As with most things in life there are always hidden gems waiting to be found. It might be an antique chair, an expressive painting or in this case, a sound that draws on the music of the 90s and produces an artistic project.
Meet Djinn, the man behind Celladoor. He remains the main member behind the artistic project and other people can come and go as they please. An interesting idea that can only suit the most creative of minds. There is no stability or consistency, but the free flowing nature of the project allows for experimentation and the opportunity to dabble in whatever inspiration pops up.
Where does the inspiration for the Celladoor sound come from?
It’s hard for me to say for sure. I think, ultimately, how I feel is what inspired the sound – it’s like a sonic description of the place in which my consciousness resides and it’s a place that is constantly morphing and changing. How I feel has lead me to deeply connect with a lot of music and all of that music has heavily influenced my style. Bands and musicians like Placebo, Nirvana, Pearl Jam, Kryptic Minds, Massive Attack, Korn, Slipknot, Linkin Park, Limp Biscuit, Deftones, Bongripper, Queens of the Stone Age, The Doors, Johnny Cash, Simon and Garfunkel and Nine Inch Nails just to name a few. Conceptually, I can’t say I know of a band like us. Our music comes from the swamp.
Does the thought of being the only permanent member cause you to feel anxious towards the future of the project?
Funnily enough, that is the exact reason I am not overwhelmed with anxieties about the future of the project. This way, it does not depend on anyone else other than me and I trust in my dedication to it and in the music. I feel the day this project ceases to have a future will be the day that I die. Until then I will find a way to make the music wherever I am, in any way I can, and with whoever is around and able. I’m just a human-shaped radio. I will continue to broadcast the music sent to me from the swamp right up to when I am called to return and the fuse in this radio blows.
Does the show go on even if people drop out right before a live show?
If by drop out you mean nobody turning up to see us, then for sure the show would go on. I relish in the opportunity to play my music because it’s when I feel closest to myself and most connected to others – closest to home. The show must always go on if the ball is in my court. That goes for if band members drop out before a show too. If the venue will still have me on, then I will pull out my acoustic and jam up there on my own. I just love to play my songs and share them with others.
What do you think of Kurt Cobain? I find your vocal styles to be similar.
I really vibed with Kurt Cobain. He was among a few specific singers who managed to make me feel less alone in a terribly lonely and shitty period of my life.
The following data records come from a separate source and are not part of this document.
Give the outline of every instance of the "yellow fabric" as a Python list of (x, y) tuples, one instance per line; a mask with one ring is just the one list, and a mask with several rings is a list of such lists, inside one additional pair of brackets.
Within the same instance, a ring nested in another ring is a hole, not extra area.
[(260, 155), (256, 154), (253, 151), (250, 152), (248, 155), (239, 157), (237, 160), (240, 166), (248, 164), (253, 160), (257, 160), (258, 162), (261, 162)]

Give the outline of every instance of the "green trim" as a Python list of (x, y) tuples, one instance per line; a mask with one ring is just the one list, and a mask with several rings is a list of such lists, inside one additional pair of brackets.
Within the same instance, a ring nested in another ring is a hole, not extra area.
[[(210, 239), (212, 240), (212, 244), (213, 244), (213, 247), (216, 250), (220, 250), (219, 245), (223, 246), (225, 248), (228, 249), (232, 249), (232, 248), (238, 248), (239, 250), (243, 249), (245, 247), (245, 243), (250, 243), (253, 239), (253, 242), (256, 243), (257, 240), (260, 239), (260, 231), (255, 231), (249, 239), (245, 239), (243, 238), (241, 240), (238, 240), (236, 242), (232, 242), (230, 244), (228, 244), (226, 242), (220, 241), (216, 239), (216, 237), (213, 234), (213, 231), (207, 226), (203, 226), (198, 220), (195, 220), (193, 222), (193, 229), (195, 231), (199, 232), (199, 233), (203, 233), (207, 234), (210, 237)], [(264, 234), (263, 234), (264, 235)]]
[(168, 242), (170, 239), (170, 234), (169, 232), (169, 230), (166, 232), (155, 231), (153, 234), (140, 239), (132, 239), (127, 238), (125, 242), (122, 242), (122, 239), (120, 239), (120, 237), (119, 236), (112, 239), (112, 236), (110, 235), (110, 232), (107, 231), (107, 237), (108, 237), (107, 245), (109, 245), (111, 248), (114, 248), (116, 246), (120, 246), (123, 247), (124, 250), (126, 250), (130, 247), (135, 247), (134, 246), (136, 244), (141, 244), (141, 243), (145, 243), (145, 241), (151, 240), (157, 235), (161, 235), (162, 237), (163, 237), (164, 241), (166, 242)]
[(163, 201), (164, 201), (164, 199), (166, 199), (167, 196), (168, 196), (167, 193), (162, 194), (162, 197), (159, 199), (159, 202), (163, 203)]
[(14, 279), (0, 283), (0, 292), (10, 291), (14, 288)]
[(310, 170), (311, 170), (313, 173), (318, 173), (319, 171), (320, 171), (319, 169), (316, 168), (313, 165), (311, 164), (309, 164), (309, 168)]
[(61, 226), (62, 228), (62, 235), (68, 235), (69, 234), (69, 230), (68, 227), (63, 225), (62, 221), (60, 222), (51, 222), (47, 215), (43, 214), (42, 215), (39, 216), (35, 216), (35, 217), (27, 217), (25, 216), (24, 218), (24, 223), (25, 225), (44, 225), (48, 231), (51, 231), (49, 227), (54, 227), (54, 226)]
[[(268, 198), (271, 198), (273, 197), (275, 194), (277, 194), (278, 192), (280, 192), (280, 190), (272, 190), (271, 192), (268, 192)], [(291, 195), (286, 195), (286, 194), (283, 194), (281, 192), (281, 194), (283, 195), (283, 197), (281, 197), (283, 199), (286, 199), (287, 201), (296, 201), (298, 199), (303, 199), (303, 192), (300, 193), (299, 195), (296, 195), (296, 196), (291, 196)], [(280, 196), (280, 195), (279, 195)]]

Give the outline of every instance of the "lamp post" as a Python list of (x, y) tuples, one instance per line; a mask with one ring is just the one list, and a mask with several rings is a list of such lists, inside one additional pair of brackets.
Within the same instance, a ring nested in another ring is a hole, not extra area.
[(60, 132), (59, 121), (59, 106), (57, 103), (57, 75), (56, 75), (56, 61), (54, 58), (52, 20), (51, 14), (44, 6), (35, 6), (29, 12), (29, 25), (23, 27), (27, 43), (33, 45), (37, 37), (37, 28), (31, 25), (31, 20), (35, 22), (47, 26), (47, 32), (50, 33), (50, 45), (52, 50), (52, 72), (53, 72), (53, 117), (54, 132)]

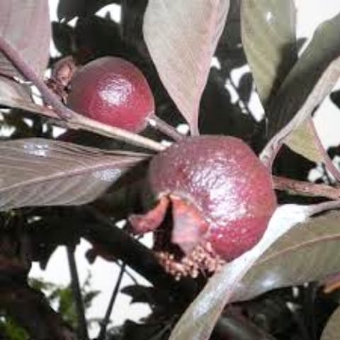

I think above all it was his lyrics that drew me in so much and the way he delivered them. I guess we sound alike because we feel similar about things. He is one of my favorite vocalists, but I feel he’s one of many to have influenced my style. A few other names worth me mentioning are Jonathan Davis, Brain Molko, Chino Moreno, Marilyn Manson, Trent Reznor, Eddie Vedder and Corey Taylor. I channel a lot of things into my vocal performances. It often feels like the only way I can express some of the things I think and feel.
The latest Celladoor release is Alchemy. What is the track Down about?
That’s a tough question. My songs are not bound to any one true meaning because I believe the truth of anything is more than any one of us can comprehend. However, that doesn’t mean they’re not worth interpreting – quite the opposite really. I can confirm they do mean something, but there will always be more meaning for you to discover. I write my songs to be quite ambiguous so that the listener can form their own meanings and hopefully help to teach them something about themselves – they certainly help me in this manner. I can tell you roughly what ‘Down’ means to me presently… Today, I think it’s about living in the aftermath of a total obliteration of self, and how separate that can make you feel from this world and your own bodies instincts. Ultimately, it’s about the proclivity this has to send a person on a downward spiral.
Do you design all the artwork for the music you’ve released?
I have been lucky to know a lot of incredible artists who have, for one reason or another, produced a piece of art that I felt fit perfectly with the intended release. I did have a hand in designing a few of them, for example: the art work for our third album ‘Temple’ was based on a specific vision I had. My friend did an awesome digital painting of it after I described it to him. I feel really privileged that such awesome art has manifested around my music and I am massively grateful to all of the artists for helping me to realize the albums. It’s a true honour to have had them lend their talent.
What does art mean to you?
I suppose art, to me, is something that has been created in the process of expressing truth. It’s the most beautiful and raw form of an idea. I believe anything can be done artfully.
What do you hope to see in the future of Celladoor?
It’s hard for me to know exactly what I want for Celladoor in the future. I suppose I am willing to admit I am not entirely sure. I think the one thing I can be sure of is that I want it to be shared by more and more people. I want it to be a creative force in this world – one that knows no bounds.